September 2018 marked the 10th anniversary of the Lehman Brothers collapse, one of the defining moments of the financial crisis or the Great Recession. In addition to the Lehman bankruptcy, Fannie Mae and Freddie Mac were placed under federal conservatorship, and several other government-orchestrated bank tie-ups and bailouts occurred in a chaotic September 2008. For the full year 2008, the S&P 500 declined by 37%. It was an historic, turbulent and nerve-rattling period for investors.
Paramount to long-term investment success is the ability to wed a prudent, well-designed investment plan with a disciplined and proven process to carrying out those investments.
What a difference a decade can make. We are in the 10th year of one of the greatest bull markets in U.S. history. During September 2018, the S&P 500 set a new all-time high. According to Wilshire Associates, U.S. equity values have increased 337% (as of this writing) since the stock market’s low in March 2009. Today we are experiencing the opposite of where we stood 10 years ago. The focus now should be on where we go from here and how best to guard against emotional triggers, overconfidence and complacency that can lead to both poor decisions and results.

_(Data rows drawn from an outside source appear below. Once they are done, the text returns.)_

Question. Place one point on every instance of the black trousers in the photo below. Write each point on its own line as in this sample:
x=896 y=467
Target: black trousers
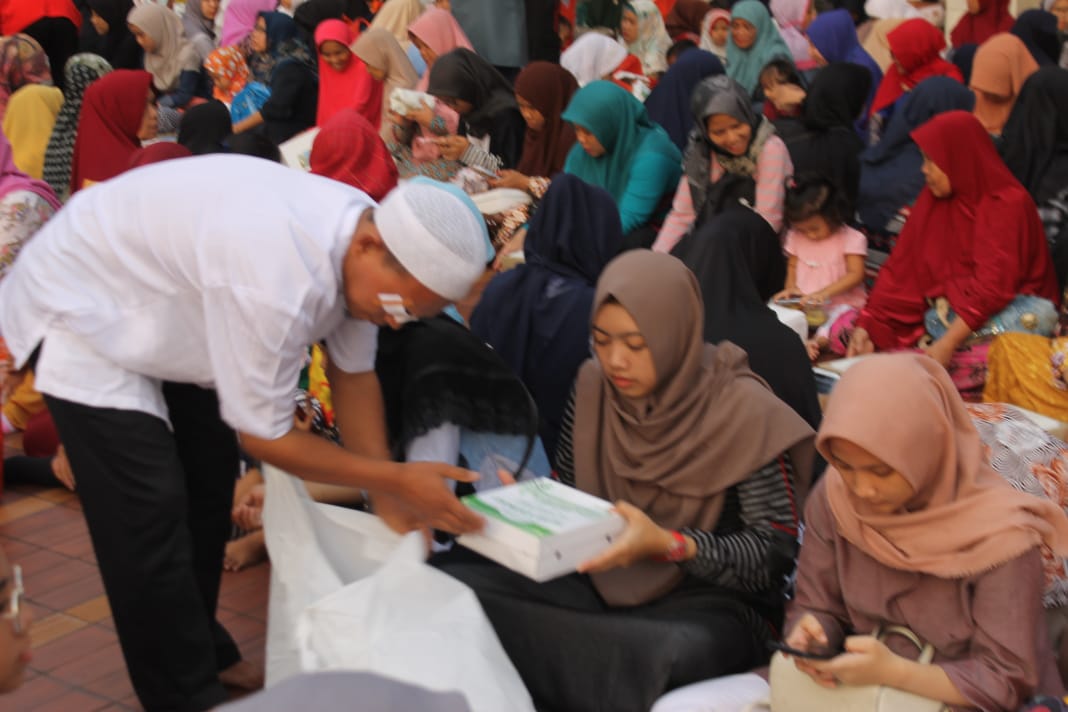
x=157 y=503
x=576 y=653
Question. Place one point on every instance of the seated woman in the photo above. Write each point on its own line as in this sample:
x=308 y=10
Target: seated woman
x=435 y=33
x=594 y=57
x=739 y=264
x=537 y=313
x=822 y=141
x=173 y=61
x=1035 y=147
x=910 y=526
x=704 y=463
x=643 y=33
x=491 y=127
x=833 y=38
x=622 y=151
x=1002 y=64
x=754 y=42
x=915 y=46
x=294 y=86
x=891 y=176
x=345 y=81
x=733 y=156
x=115 y=43
x=973 y=239
x=669 y=105
x=119 y=113
x=82 y=69
x=389 y=66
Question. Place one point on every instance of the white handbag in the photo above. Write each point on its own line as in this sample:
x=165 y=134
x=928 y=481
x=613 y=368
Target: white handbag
x=792 y=691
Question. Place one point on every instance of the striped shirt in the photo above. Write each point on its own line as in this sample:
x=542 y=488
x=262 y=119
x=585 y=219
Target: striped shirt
x=754 y=544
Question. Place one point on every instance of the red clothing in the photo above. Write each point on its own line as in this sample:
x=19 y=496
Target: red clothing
x=110 y=120
x=915 y=45
x=354 y=88
x=993 y=17
x=349 y=149
x=16 y=15
x=978 y=248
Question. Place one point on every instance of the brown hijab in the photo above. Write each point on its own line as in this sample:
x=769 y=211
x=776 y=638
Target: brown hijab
x=708 y=425
x=1002 y=64
x=964 y=519
x=548 y=88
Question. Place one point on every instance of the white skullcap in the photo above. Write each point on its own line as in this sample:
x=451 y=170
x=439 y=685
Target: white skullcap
x=436 y=234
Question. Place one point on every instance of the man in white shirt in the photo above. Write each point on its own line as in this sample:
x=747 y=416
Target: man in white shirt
x=157 y=327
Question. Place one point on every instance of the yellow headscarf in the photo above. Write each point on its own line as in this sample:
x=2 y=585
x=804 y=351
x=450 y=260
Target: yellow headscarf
x=28 y=125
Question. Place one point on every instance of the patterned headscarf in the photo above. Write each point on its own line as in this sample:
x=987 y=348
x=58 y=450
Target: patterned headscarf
x=229 y=63
x=81 y=70
x=22 y=62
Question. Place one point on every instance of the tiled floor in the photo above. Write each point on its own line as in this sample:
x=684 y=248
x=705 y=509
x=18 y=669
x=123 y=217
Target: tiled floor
x=77 y=665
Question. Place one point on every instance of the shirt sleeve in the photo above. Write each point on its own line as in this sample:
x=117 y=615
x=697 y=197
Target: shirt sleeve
x=772 y=168
x=352 y=346
x=679 y=220
x=760 y=555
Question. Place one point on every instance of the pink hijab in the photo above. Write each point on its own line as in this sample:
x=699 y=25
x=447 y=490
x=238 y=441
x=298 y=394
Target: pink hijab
x=438 y=30
x=12 y=178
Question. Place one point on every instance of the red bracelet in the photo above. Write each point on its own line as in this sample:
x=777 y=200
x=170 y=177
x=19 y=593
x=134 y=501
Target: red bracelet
x=677 y=551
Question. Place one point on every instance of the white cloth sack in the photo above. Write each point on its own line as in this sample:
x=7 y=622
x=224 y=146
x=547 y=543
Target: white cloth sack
x=349 y=594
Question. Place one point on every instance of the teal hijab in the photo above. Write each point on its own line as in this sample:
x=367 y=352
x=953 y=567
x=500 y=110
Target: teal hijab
x=622 y=125
x=744 y=65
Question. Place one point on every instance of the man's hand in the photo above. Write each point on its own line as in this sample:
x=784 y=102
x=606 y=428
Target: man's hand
x=422 y=499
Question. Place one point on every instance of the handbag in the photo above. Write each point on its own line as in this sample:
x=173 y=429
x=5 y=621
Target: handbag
x=1025 y=313
x=792 y=691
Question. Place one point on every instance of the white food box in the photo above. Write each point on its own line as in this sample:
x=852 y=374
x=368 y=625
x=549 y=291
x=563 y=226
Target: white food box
x=542 y=528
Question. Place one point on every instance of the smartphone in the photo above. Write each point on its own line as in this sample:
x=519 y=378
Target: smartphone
x=806 y=654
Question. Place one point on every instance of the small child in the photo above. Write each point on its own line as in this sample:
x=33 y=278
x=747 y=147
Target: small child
x=783 y=90
x=715 y=29
x=826 y=255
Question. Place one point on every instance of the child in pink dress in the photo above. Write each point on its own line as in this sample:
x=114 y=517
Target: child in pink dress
x=826 y=255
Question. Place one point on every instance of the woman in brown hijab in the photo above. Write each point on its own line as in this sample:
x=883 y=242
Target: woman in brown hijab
x=1002 y=64
x=706 y=467
x=911 y=526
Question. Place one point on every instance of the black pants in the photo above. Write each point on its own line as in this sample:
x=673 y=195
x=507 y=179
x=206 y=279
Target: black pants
x=576 y=653
x=158 y=504
x=59 y=37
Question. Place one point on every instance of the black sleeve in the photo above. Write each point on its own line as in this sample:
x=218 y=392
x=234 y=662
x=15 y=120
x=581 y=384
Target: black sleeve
x=506 y=138
x=285 y=90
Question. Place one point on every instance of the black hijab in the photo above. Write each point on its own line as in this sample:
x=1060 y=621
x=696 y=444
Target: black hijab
x=739 y=264
x=204 y=127
x=1035 y=139
x=822 y=141
x=464 y=75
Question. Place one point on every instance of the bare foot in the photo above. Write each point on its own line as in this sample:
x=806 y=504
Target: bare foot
x=242 y=675
x=250 y=550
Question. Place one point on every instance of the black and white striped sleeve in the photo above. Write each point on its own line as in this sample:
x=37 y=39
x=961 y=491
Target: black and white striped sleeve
x=759 y=553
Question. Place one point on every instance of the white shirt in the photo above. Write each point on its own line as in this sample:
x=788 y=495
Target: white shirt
x=129 y=286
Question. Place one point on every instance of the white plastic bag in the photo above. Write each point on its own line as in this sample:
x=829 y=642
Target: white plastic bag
x=349 y=594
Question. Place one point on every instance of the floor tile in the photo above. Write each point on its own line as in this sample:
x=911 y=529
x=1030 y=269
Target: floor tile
x=56 y=626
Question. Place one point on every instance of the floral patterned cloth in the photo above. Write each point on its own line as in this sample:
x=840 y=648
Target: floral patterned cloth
x=21 y=214
x=1032 y=461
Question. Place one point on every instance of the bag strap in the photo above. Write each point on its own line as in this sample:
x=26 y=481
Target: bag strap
x=926 y=649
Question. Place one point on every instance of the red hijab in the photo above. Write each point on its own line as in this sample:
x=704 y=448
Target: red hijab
x=978 y=248
x=349 y=149
x=915 y=45
x=354 y=88
x=110 y=120
x=993 y=17
x=548 y=88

Market cycles, or the ups and downs of the stock market, can be hard to navigate and even harder to predict. Even in the midst of a great bull market, successfully managing through the constantly shifting financial markets is a challenge for investors due to the inability to accurately time market changes as well as our emotions that often overtake reason. This challenge is greater in periods of turbulence and market declines. We know from history that market cycles are an inevitability, but timing the beginning and end of these cycles has proven to be an unsuccessful endeavor for individuals and professionals alike. Investors must guard against biases and emotions that can cause us to make impulsive investment decisions that may derail our long-term goals.